Since 1900, the price level in the United States has increased 25-fold—in other words, a penny in 1900 had about the same real purchasing power as a quarter does today. Even today there’s not much you can buy for 25 cents, but put a few quarters together and you’ve got yourself some time in a parking space, a load of laundry, or a soda from a vending machine. A penny, by contrast, has almost no purchasing power. That means that the real resources involved in producing one, though hardly enormous, are big enough to make it unprofitable. Ten years ago, a penny cost slightly less than one cent to produce, but rising commodity prices mean there are now more than 2.4 cents’ worth of metal and labor in each one-cent coin. In 2011, the net cost to the taxpayer of minting pennies was a bit over $60 million. In the scheme of things, that’s not all that much money, but it’s money that’s worth saving.

Budget-induced alterations in coinage are hardly a new idea.
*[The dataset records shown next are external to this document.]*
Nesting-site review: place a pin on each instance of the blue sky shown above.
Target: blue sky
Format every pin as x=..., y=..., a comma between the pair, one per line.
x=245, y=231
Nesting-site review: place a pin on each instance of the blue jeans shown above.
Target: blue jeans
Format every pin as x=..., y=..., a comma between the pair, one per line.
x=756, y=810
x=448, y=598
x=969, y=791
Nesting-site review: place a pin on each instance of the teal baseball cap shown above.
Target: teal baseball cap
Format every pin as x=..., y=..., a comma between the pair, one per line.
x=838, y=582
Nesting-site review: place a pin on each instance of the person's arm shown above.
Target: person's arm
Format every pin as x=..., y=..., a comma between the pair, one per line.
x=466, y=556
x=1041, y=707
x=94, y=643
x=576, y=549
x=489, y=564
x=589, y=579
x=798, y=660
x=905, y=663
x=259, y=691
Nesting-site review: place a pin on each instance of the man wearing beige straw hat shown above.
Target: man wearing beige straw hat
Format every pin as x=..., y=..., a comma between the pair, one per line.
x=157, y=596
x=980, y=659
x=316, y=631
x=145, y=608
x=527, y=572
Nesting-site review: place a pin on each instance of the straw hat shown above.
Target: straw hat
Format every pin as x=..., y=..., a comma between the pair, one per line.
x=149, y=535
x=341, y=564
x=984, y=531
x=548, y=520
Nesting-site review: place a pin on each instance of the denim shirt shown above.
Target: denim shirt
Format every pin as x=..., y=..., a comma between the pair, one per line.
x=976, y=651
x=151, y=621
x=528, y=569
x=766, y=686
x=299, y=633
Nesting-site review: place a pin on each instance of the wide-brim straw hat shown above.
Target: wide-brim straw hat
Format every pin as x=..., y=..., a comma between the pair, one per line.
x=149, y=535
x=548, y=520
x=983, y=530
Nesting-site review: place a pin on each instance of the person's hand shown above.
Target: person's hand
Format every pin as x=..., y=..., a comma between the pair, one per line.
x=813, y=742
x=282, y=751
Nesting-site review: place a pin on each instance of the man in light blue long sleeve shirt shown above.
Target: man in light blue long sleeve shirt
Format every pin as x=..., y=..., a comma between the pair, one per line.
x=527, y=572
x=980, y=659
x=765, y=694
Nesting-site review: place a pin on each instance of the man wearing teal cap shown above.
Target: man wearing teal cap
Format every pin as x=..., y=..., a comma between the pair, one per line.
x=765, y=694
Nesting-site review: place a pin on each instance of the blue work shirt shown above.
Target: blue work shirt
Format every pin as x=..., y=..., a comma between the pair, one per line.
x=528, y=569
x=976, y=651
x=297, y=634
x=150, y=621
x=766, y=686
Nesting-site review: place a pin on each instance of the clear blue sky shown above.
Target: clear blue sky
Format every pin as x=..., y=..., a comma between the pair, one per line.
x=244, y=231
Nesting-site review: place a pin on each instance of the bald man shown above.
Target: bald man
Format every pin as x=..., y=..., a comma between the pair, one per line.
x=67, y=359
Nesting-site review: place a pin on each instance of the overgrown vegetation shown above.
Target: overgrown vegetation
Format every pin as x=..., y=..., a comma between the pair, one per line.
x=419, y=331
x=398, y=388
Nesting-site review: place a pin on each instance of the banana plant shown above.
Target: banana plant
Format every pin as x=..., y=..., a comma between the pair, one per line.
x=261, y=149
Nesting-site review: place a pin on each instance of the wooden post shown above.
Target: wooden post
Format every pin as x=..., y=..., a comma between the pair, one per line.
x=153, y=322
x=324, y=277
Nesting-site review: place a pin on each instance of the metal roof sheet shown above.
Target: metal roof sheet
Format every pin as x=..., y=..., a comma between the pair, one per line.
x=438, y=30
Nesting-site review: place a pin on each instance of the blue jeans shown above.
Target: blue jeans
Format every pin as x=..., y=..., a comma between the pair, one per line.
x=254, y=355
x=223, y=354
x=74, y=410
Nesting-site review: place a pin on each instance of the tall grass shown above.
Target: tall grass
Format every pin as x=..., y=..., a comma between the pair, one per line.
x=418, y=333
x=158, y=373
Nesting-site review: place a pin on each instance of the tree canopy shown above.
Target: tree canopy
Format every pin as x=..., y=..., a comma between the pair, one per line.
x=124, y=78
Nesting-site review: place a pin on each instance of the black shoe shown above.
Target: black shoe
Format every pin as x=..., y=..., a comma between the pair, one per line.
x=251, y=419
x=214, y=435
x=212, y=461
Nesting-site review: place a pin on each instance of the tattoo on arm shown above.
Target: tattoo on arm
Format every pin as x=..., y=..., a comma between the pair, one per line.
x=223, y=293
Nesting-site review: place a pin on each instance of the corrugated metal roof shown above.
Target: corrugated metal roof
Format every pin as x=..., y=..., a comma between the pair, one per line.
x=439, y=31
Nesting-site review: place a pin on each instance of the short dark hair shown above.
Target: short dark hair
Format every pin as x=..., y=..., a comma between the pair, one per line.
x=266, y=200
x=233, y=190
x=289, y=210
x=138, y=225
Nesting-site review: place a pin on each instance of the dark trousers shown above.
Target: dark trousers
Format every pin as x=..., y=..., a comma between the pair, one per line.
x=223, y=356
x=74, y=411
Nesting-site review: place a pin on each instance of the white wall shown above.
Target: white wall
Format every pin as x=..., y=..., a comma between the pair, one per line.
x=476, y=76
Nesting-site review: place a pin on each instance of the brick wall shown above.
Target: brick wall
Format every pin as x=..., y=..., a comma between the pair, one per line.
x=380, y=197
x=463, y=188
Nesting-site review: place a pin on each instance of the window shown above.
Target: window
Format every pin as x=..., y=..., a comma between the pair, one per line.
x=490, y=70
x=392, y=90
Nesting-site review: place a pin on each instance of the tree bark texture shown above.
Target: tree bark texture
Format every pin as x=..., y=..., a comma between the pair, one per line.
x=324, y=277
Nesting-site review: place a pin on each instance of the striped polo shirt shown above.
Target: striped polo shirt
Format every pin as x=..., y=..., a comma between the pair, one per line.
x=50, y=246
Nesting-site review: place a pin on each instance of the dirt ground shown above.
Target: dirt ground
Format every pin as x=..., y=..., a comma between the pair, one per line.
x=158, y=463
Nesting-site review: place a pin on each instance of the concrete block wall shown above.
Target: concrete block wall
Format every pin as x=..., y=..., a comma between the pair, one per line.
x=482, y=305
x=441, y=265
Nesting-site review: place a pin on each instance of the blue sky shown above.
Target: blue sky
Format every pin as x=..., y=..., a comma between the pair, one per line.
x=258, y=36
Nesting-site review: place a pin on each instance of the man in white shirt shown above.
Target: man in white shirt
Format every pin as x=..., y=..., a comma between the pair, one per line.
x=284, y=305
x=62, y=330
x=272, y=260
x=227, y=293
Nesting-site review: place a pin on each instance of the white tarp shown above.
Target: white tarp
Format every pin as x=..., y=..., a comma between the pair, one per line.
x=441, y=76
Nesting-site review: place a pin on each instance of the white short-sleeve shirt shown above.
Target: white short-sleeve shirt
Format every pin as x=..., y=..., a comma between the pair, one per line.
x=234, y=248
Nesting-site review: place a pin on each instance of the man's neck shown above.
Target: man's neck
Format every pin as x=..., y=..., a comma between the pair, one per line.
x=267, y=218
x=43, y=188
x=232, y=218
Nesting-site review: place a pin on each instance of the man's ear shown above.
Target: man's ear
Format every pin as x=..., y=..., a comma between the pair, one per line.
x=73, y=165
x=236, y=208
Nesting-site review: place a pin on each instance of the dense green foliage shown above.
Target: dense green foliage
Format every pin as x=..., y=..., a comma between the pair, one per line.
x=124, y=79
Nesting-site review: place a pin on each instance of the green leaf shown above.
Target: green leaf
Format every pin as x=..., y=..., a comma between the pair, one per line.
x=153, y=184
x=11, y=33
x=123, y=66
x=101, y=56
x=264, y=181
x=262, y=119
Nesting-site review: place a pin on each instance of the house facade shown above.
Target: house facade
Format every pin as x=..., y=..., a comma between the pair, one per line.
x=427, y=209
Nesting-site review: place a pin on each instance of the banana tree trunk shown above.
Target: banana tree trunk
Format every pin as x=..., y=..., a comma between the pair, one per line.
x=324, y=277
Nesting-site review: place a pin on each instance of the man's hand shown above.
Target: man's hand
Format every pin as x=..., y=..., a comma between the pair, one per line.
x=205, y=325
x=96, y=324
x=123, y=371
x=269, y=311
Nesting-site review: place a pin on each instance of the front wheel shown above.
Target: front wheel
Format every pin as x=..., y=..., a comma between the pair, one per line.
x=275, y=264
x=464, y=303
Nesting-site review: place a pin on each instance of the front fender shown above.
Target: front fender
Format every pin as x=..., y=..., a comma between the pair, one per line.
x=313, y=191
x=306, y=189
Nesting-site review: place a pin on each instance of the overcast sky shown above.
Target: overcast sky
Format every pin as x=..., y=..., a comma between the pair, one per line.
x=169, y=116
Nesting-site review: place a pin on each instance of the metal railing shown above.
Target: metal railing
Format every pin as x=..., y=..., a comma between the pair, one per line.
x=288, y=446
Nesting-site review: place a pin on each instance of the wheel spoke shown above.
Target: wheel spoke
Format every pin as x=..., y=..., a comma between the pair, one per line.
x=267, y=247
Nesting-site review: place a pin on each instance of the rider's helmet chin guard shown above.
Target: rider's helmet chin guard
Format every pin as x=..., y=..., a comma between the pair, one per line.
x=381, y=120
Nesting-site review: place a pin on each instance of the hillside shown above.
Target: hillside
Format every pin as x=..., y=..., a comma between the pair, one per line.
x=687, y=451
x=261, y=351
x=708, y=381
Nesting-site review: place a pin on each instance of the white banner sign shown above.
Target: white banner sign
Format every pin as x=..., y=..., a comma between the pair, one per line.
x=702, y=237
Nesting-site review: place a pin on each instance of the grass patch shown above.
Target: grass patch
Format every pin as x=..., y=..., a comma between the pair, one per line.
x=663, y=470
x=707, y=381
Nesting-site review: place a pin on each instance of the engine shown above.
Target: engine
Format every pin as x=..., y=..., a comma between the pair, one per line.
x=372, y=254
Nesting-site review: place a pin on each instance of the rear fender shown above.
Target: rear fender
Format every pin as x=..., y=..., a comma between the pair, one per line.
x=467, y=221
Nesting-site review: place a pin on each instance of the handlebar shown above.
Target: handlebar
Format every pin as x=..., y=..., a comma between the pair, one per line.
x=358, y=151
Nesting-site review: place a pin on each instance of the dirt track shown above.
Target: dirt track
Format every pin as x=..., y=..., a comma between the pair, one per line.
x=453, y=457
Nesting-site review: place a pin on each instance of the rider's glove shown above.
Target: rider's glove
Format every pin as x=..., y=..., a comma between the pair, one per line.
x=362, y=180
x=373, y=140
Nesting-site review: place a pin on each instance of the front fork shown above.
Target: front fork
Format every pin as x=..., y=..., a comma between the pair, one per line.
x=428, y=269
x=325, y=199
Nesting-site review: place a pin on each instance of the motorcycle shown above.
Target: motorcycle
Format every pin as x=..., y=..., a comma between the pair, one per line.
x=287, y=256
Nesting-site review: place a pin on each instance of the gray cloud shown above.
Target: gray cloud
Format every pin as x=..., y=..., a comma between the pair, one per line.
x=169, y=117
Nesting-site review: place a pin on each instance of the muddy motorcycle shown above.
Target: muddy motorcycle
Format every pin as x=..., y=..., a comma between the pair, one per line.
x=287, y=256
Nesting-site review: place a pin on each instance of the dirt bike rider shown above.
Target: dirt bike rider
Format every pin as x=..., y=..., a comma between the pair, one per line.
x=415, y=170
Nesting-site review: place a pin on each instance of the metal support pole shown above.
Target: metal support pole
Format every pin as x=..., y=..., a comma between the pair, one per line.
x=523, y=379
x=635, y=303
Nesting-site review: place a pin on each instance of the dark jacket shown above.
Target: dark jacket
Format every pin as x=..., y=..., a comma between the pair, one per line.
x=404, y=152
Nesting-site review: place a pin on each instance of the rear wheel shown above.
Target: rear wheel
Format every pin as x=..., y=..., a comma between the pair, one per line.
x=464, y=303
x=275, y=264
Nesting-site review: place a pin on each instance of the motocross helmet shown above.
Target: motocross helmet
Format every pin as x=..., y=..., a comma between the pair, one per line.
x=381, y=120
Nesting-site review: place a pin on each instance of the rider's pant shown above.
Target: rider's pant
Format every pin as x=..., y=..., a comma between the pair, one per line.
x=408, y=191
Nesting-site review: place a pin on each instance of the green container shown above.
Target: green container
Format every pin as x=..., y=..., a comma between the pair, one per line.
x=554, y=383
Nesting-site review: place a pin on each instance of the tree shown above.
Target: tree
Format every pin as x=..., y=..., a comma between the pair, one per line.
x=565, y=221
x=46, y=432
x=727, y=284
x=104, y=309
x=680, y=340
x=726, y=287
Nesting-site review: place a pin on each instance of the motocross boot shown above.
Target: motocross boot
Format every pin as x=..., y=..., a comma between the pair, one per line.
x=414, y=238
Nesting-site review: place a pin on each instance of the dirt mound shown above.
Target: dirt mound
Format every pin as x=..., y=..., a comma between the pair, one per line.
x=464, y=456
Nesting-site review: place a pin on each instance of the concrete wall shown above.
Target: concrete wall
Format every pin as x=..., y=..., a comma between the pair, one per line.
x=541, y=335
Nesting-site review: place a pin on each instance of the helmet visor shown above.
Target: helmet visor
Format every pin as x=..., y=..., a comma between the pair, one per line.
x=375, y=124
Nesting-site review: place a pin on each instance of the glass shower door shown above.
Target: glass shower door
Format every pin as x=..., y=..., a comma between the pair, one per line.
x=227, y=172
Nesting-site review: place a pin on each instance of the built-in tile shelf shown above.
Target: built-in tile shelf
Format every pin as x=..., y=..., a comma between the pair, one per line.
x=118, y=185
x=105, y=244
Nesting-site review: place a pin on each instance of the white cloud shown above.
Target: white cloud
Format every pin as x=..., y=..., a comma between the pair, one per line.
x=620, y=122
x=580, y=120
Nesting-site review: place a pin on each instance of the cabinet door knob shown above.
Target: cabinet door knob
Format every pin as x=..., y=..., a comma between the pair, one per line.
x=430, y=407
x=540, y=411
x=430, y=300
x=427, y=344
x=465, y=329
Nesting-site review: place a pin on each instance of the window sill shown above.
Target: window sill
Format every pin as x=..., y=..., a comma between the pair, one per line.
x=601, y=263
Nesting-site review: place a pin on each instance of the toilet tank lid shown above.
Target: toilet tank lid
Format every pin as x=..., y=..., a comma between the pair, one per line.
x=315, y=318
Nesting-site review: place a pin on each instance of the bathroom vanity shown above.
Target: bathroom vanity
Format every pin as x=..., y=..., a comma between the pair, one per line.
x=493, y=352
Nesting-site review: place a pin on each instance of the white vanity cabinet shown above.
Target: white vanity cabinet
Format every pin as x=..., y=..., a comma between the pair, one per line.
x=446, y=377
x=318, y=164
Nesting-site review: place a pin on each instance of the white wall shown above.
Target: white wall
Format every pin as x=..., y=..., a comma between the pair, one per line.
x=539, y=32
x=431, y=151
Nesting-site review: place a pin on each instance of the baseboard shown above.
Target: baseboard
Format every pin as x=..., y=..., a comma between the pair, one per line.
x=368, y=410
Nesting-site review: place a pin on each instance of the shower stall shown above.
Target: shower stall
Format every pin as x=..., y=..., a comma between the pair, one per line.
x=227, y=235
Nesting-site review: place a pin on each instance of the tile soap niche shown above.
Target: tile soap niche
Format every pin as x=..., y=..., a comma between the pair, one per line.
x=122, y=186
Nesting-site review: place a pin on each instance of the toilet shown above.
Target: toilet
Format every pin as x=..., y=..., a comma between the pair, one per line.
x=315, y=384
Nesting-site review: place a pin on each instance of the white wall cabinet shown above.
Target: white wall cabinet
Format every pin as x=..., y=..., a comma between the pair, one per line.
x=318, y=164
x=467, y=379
People often think that pennies are made of copper, but that hasn’t been the case for some time. From 1864 to 1942, the penny was bronze—i.e., an alloy of 95 percent copper with 5 percent tin and zinc. But in 1943, the powers that be wisely decided that beating Hitler was a higher priority than minting low-value coins. Copper shortages had been ameliorated by 1944, but rather than returning to bronze we moved to a tin-free copper/zinc brass alloy. By 1946, wartime austerity was on its way out and tin got back into the coins, only to be removed again in 1962.

The so-called “Great Inflation” that proceeded over the next two decades created the original version of today’s anti-seigniorage problem. Suddenly the country was putting more than one cent’s worth of bronze into each penny. The solution was a shift to today’s penny, which consists of a 99.2 percent zinc core sheathed in a plating of full copper. It was a clever idea, but the price level has more than doubled since 1982, when the switch was last made. In its Fiscal Year 2013 budget proposal the Obama administration asked for “increased flexibility for the U.S. Mint in coinage” to allow for yet another switch and help us evade the high price of zinc.

Since the zinc lobby itself is the main impediment to penny abolition, as long as we’re taking them on we might as well go all the way and just kill the coin off. This is especially true because the budget cost of the penny is in some ways the least of its problems. The U.S. government didn’t make steel pennies in 1943 because it needed more money, but rather because it wanted more copper available for war production.

The same basic issue applies today. Some forms of government spending can stimulate economic activity, but taking two cents’ worth of zinc and stamping it with a one-cent mark just deprives the rest of the economy of potentially useful metal. Consuming commodities to create quarters performs a valuable service by giving us a useful medium of exchange, but pennies are at least as much a nuisance as a convenience.

The main case against scrapping the penny—mounted by Eric Wen at the New Republic, citing research from Penn State’s Raymond Lombra—is that firms would round up when setting prices, and this would disproportionately hurt the poor, who are more likely to use cash. That’s likely true, but on the upside, prices should also get “stickier” in the face of inflation. In other words, 99 cents might be rounded up to a dollar this year, but they’d then stick at a dollar even in the face of 2 percent inflation before rising by five cents a few years down the road. Any positive or negative impact on pricing, then, is only going to be temporary. Meanwhile, complaints that money-saving measures may hurt the poor should be put in perspective. Right now, Congress is cutting spending on programs aimed to save poor children from brain damage induced by lead poisoning, compared with which, going penny-free looks like a delightful form of austerity.

As a bonus to help tide people over, Congress could declare that, as soon as new pennies stop being minted, old one-cent pieces would instantly be worth five cents each. Given the currently depressed state of the economy, that would work as a mild form of instant stimulus. People would be inspired to scrounge around their couch cushions and change jars in search of newly valuable pennies, and the pace of overall spending would get a little boost.